Magnesium Homeostasis and Magnesium Transporters in Human Health

by
Man Liu
* and
Samuel C. Dudley, Jr.
Cardiovascular Division, Department of Medicine, The Lillehei Heart Institute, University of Minnesota at Twin Cities, Minneapolis, MN 55455, USA
*
Author to whom correspondence should be addressed.
Nutrients 2025, 17(5), 920; https://doi.org/10.3390/nu17050920
Submission received: 14 February 2025 / Revised: 25 February 2025 / Accepted: 27 February 2025 / Published: 6 March 2025
(This article belongs to the Special Issue Magnesium Homeostasis and Magnesium Transporters in Human Health)
Versions Notes

1. Introduction

Magnesium (Mg2+) used to be considered only as a passive cation associated with ATP, but this special issue reinforces the idea that Mg2+ has many more roles. Mg2+, as the second most abundant intracellular divalent cation, is important for mitochondrial function and electron transport, ATP production, macrophage activation, cell signaling, antioxidant behavior, transcriptional regulation, DNA/RNA synthesis, enzyme/kinase activation, ion channels, and many other cellular functions and activities [1,2,3,4,5,6,7].
Therefore, it is important to maintain Mg2+ homeostasis, stable concentrations of Mg2+ in the cells and the whole body. Cellular Mg2+ homeostasis is maintained by Mg2+ transporters on the cell membrane and organelles’ membranes, while the systemic Mg2+ homeostasis is regulated by Mg2+ absorption in the gastrointestinal tract and Mg2+ excretion by the kidneys. Several Mg2+ transporters responsible for cellular Mg2+ homeostasis have been discovered. On the cell membrane, there are transient receptor potential channels melastatin family member 6 and 7 (TRPM6 and TRPM7), a Na+/Mg2+ exchanger solute carrier family 41 member 1 (SLC41A1), SLC41A2, cyclin and CBS domain divalent metal cation transport mediator 2 (CNNM2, or ancient conserved domain protein 2—ACDP2), Mg2+ transporter 1 (MagT1), and claudin-16 [8,9,10,11,12,13,14]. On the organelles’ membranes, there are mitochondrial RNA splicing 2 protein (MRS2) [15] and SLC41A3 [16] on the mitochondrial membranes and endoplasmic reticulum Mg2+ ATPase (ERMA) [17] and AtMGT4 [18] on the endoplasmic reticulum membrane. There are also some exchangers, cotransporters, and antiporters showing capabilities of Mg2+ transport [19,20]. Notably, TRPM6 and TRPM7 also have an α-kinase domain to phosphorylate downstream targets. Therefore, they are also called chanzyme, having both channel and enzyme functions. Despite all that has been discovered, we still have a long way to go to understand Mg2+ transport and sequestration and the responses of these systems to hypo- or hypermagnesemia.
Disturbed Mg2+ homeostasis can be either hypomagnesemia (HypoMg), which is more commonly observed and the focus of this special issue, or hypermagnesemia that is rarer and mostly caused by kidney failure or accidental overdose of Mg2+ supplementation.
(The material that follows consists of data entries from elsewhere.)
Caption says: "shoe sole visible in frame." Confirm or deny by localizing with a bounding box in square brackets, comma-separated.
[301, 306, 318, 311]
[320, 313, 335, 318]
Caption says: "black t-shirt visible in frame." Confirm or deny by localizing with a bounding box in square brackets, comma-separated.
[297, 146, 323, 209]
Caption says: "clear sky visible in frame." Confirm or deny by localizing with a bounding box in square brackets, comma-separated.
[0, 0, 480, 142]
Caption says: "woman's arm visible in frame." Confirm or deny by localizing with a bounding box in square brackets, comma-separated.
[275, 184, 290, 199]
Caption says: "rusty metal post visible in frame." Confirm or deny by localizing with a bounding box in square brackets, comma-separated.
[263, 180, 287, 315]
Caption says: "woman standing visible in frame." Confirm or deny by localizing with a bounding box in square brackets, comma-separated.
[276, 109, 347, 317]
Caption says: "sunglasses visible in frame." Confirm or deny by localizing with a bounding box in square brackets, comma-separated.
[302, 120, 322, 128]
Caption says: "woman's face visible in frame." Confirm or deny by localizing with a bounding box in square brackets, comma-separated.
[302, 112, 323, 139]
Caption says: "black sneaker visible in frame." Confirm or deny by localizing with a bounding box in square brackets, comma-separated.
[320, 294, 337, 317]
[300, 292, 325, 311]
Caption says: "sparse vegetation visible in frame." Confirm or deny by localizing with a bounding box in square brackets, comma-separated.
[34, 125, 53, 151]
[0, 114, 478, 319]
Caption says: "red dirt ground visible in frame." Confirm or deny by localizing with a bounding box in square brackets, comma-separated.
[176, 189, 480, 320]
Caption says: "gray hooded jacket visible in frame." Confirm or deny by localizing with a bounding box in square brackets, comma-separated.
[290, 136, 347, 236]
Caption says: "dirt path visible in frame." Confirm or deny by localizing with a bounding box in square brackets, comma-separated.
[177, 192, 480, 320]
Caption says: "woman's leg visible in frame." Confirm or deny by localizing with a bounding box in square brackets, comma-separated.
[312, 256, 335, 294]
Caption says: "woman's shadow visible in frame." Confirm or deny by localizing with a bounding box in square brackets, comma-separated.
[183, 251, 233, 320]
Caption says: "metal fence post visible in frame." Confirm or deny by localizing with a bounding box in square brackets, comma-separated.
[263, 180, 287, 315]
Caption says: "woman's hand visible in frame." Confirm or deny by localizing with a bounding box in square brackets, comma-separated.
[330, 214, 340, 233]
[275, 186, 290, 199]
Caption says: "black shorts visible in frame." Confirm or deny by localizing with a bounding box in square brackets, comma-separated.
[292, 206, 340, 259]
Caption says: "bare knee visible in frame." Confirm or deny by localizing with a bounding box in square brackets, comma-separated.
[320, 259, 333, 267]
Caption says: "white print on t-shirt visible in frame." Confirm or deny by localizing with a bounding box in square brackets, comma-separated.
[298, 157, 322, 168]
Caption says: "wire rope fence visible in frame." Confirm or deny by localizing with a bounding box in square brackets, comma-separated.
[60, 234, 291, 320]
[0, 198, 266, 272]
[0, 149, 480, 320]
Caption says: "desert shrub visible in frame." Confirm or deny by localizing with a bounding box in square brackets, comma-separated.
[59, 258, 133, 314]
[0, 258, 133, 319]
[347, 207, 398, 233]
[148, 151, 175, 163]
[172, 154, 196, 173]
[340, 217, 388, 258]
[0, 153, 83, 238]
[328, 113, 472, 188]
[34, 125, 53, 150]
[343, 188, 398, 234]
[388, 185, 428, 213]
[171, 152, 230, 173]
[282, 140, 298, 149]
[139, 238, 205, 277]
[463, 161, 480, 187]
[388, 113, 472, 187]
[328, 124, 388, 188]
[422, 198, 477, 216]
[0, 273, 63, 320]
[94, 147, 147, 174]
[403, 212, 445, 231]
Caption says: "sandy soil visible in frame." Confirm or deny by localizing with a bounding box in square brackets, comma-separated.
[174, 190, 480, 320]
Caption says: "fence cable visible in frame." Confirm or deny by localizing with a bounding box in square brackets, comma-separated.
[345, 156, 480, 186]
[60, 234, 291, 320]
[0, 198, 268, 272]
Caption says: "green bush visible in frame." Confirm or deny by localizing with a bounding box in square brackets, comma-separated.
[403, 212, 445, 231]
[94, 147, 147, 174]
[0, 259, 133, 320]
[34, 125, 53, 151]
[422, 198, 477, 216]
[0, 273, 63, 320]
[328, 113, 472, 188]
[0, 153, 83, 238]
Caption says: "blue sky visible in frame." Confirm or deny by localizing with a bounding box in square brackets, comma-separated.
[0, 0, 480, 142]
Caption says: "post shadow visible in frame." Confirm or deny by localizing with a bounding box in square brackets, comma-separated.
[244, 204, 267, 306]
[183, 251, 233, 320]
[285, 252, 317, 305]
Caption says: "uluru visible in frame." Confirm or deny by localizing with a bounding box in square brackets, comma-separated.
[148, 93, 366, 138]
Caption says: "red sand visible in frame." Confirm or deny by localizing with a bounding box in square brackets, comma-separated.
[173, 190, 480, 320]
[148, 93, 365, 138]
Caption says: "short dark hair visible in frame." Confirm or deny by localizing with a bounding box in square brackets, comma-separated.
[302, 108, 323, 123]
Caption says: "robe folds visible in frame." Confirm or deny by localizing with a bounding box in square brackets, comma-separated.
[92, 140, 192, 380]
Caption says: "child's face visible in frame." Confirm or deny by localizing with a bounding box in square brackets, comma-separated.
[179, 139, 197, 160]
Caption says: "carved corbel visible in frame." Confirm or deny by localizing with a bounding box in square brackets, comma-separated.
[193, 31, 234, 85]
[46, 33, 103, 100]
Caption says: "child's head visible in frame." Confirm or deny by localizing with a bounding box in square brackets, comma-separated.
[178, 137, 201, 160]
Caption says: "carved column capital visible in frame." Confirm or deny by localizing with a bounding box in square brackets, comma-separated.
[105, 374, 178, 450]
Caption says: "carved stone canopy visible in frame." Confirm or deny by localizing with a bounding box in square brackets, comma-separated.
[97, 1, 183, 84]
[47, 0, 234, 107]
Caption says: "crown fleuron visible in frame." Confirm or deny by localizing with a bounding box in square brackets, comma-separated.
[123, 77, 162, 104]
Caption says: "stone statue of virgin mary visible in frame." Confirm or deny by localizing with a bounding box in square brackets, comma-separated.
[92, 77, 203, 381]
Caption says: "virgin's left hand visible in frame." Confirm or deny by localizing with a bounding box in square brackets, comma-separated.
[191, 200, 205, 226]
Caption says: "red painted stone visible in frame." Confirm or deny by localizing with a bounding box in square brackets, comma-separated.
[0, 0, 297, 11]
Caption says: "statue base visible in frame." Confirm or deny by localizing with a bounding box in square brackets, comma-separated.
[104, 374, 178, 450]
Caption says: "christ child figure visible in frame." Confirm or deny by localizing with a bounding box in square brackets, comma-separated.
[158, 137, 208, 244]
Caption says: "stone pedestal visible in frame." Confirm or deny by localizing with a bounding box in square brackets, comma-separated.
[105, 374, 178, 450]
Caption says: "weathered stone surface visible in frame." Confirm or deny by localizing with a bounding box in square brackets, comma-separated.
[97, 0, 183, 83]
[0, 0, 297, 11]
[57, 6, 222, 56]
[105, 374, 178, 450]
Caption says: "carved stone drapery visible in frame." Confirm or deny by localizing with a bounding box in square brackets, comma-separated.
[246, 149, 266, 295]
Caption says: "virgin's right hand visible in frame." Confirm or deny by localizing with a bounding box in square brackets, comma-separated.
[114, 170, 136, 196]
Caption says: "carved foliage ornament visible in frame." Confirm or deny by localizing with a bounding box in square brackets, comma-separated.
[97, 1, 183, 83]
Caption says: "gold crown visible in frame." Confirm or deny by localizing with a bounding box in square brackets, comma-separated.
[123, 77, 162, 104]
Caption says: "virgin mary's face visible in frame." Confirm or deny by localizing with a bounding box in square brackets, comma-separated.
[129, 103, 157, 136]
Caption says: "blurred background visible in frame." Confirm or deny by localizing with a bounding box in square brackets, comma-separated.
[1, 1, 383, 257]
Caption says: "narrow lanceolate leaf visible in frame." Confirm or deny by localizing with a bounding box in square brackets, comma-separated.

HypoMg can be caused by low Mg2+ intake (because starvation, malnutrition, or bad diet habits), genetic disorders [21] (such as mutations of Mg2+ transporters [22,23,24]), Mg2+ wasting diseases (such as alcohol abuse disorder, diabetes mellitus, celiac disease, and inflammatory bowel disease), and medications that limit Mg2+ absorption or escalate Mg2+ excretion such as proton pump inhibitors and calcineurin inhibitors that treat cancer. HypoMg has shown deleterious effects on the functions of nerves, brain, heart, bones, and muscles. Symptoms include tremors, muscle tetany, and weakness. Severe HypoMg can cause seizures, cardiac diastolic dysfunction, cardiac arrhythmias, and even death. Mg2+ supplementations have been used to treat patients with acute/severe HypoMg by intravenous injection or general populations with mild HypoMg by oral intake.
This special issue focuses on cellular and systemic Mg2+ homeostasis regulated by Mg2+ transporters in human health and diseases and how Mg2+ treatment or supplementation benefits patients. Five manuscripts have been published in this special issue with one Opinion, one research article, one meta-analysis of clinical trials, and two clinical studies.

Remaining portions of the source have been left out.